HAYAL EDEMEYECEKLERİ GÖREV
Altavilla, aslında tüm yönetim kademesine kendi seçtiği kişileri getirerek altını güçlendirmişti. Çünkü yukarı taşıdığı gençlerin birçoğu hayal bile edemeyecekleri bir göreve gelmiş, bu yüzden Altavilla’nın en büyük destekçileri olmuşlardı. Sonra biranda ne olduysa Altavilla’nın Tofaş’tan ayrıldığı haberi geldi. Bu ayrılığa bazıları, Koç Holding operasyonu derken, bazıları ise Altavilla’nın Fiat Auto’nun CEO adayı olduğu için bu operasyonunun yapıldığını söylüyordu. Ama ikinci şıkkın olmayacağı zaman içinde anlaşılınca geriye sadece, Koç Holding şıkkı kaldı.
10 YILDA 5 KEZ İLETİŞİM KOPTU
Altavilla’nın Tofaş’tan ayrılmasından sonra oluşturduğu yeni yönetim kademesinde bir panik havasının yaşandığını tahmin ediyorum. Çünkü yeni yöneticilerin daha 1.5 yılı tamamlamadan, getirildikleri önemli pozisyonlar tehlikeye girmişti. GM Endonezya’dan atanan Ali Pandır’ı kimse tanımıyor, ne olup biteceğini kimse bilmiyordu. Tek beklentileri Altavilla’nın bir an önce Fiat’ın CEO’su olmasıydı.

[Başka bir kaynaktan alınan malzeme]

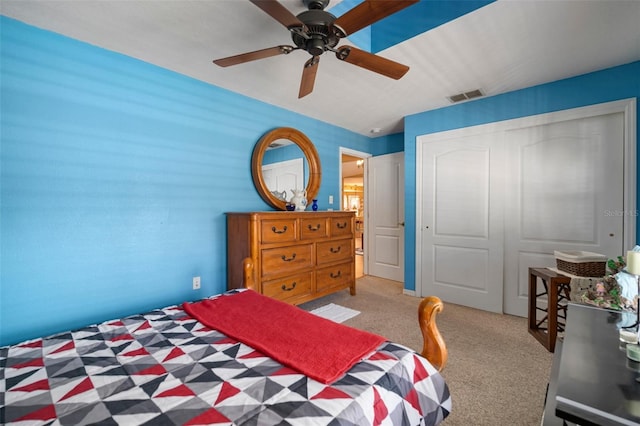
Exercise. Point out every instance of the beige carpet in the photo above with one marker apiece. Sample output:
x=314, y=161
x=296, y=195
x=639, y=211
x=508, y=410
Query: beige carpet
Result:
x=497, y=372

Ali Pandır hem uzun yıllar sonra Türkiye’ye dönmüş hem de Tofaş gibi zor bir şirketin başına geçmişti. 6 aydan bu yana Türkiye’yi ve Tofaş’ı tanımaya çalışıyordu. Bu yüzden yönetim kademesinde Altavilla gibi keskin değişiklikler yapmadı. Yürüyen önemli projeler olduğu için herşeyin planlandığı gibi yürümesini sağladı.
Ama Linea’nın İstanbul’da yapılan ve büyük beğeni toplayan dünya lansmanı gerçekleştikten sonra ise Pandır cephesinde hareketlilik başladı. Altavilla’nın prensi Emre Akın Sait, 4 Haziran’da görevini bırakacağını açıkladı. Ardından Banu Arman Onur, 1 Haziran itibariyla başka bir şirkette işe başlayacağını söyledi.

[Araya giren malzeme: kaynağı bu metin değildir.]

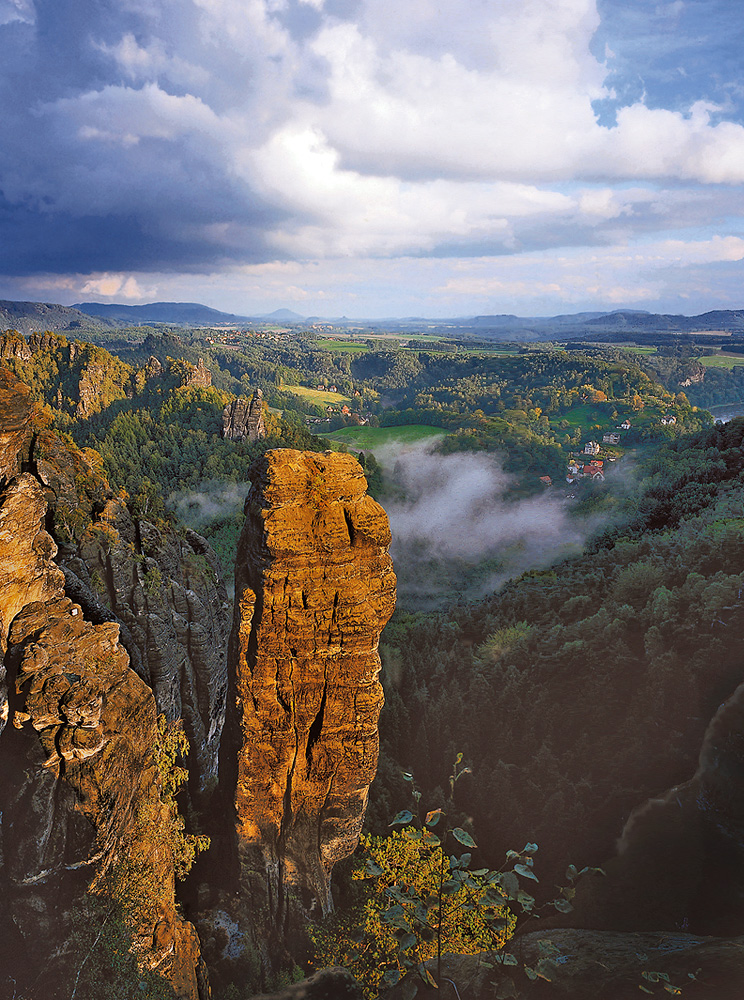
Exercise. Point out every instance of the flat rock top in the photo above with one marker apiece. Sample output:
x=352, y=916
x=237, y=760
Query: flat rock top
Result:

Linea gibi başarılı projeden sonra Tofaş’ın kurumsal iletişiminin tepesindeki iki kişinin ayrılması dikkat çekiciydi. Tofaş içinden Ali Pandır’ın bu iki kişiyle yollarını ayırdığı söylenirken, kendileri ise ’biz ayrıldık’ diyerek zirvede bıraktıkları mesajı vermeleri biraz kafaları karıştırdı.
Türkiye’nin en büyük şirketlerinden birinde genç yaşınızda 1 yıldır genel müdür yardımcısı ve müdürseniz kendi isteğinizle ayrılmanız ne kadar mantıklı buna siz karar verin. Sonuçta, kendi istekleriyle veya değil bu iki kişi Tofaş’tan ayrılıyor. Bu da son 10 yıl içinde Tofaş gibi bir devin 6’ıncı kez kurumsal iletişimde sil baştan yapması anlamına geliyor.

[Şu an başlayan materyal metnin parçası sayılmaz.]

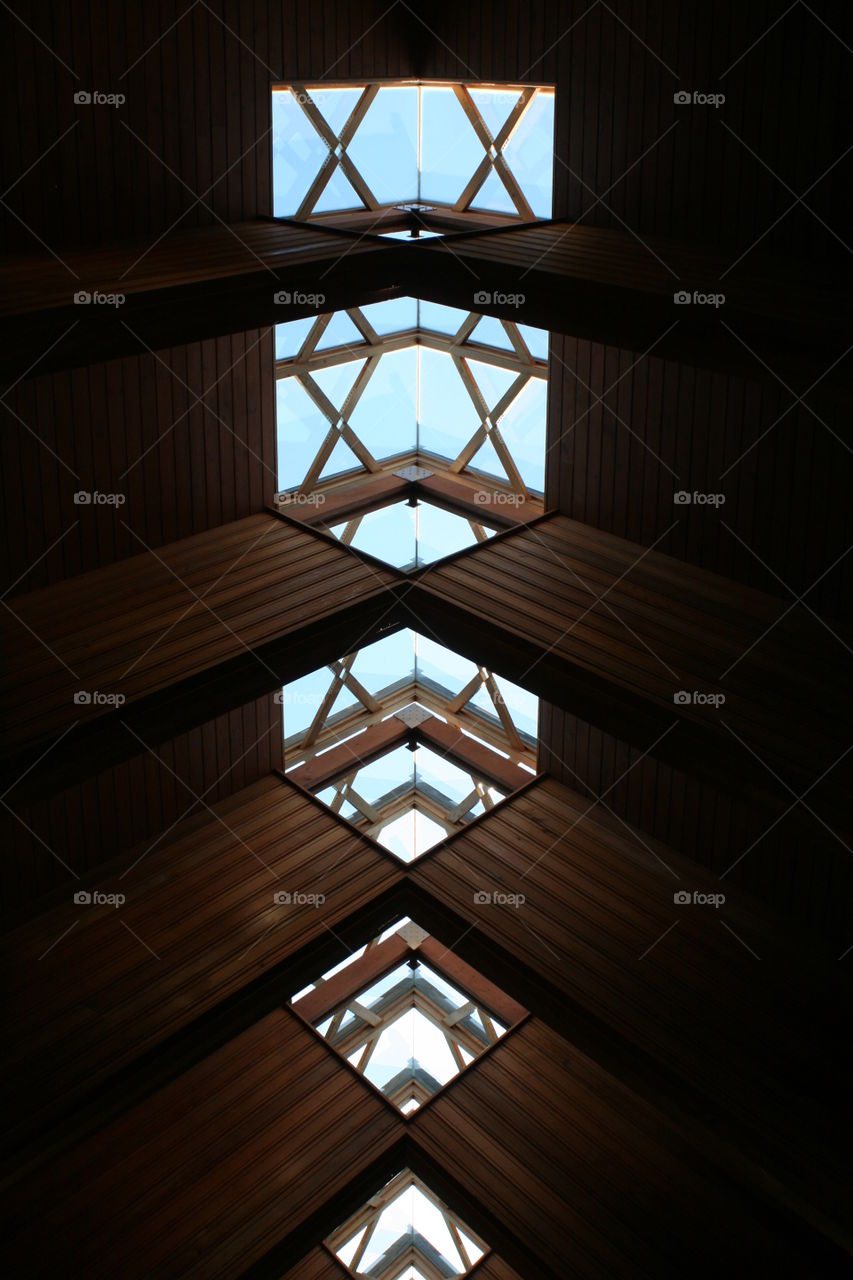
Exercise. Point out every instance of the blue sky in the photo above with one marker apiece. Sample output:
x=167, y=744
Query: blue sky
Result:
x=415, y=144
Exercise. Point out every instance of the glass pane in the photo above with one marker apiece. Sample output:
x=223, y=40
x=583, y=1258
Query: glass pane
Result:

Şimdi gözler Tofaş’ın bu kez iletişim bölümünün başına kimleri getireceğinde. Umarım bu kez hem şirketi hem de basını tanıyan kişiler olur. Bekleyip göreceğiz.
Otomotivde Tofaş dışında kemikleşmiş isimler var
Aslında tüm bunları yazmamın sebebi Türkiye’de otomotiv firmalarının yaklaşık 10 yıl önce farkettikleri bugünkü adıyla kurumsal iletişim olan halkla ilişkiler departmanının önemini anlatmak. Halkla ilişkiler bugün otomotiv firmalarının tüketiciye ulaşmak ve ürün pazarlayabilmek için en önemli birimlerinden biri. Siz basınla iletişimde ne kadar başarılıysanız, ürünlerinizi ve yeniliklerinizi o denli iyi anlatır, ulaşmak istediğiniz noktaya gelirsiniz. Bugün otomotivde Tofaş’ın aksine bir çok büyük şirkette kemikleşmiş iletişimciler var. Mercedes’te Tülin Steinhauser, Ford Otosan’da Gonca Sofuoğlu, Renault Mais’te Elçin Ercan Uğuzluoğlu, Citroen’de Ebru Gürbüz, Peugeot’da Nil Evin, VW’de Didem Baltacı, Hyundai’de Nesrin Genç gibi ilk aklıma gelen isimlerle yıllardır iyi bir iletişim içindeyiz. Tofaş’ta artık bu tip bir iletişim stratejisini hayata geçirmeli.